Burkhardt says you, as a parent, have a responsibility to “increase life exposures and experiences so the child can develop confidence in coping with a larger world.” Exposing children to new things teaches them that no matter how scary and different something seems, they can conquer it.
There are a set of skills that children need to develop in order to become successful in learning and in life. These include being involved and willing to have a go in something new, showing a can do attitude where if at first you don’t succeed you try again and enjoying the feeling of achieving in something that initially felt difficult or scary.
In a technological age where anything is possible on a computer screen with just a swipe of the fingers with no risk at all involved, children are struggling to build these characteristics. Likewise in a world where it’s no longer safe to let children play with as much freedom as we may have had ourselves they’re encountering real world challenges less and less.
We as parents face a constant battle between protecting and pushing our children, it’s a balancing act that often swings too far one way or the other.
The best way to set our children up to take on the world is to give them the skills they need to face challenge, to rise to it and to overcome or recover from it.

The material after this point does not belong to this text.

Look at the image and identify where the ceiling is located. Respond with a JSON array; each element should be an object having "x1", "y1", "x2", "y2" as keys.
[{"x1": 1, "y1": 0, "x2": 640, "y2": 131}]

As a parent you can help to seek out new experiences and try new things, be the voice in their head that tells them “I can do it”, reassure them that you’ll be there afterwards whatever the result and celebrate their achievements when they’ve persevered.
Practicing martial art is a constant life lesson in these skills, whether that’s finding that with enough repetition I can master that drill, that if I get knocked down in sparring I will get back up again or that the world may not be the safest place but I can take actions to help myself feel secure when I’m out there.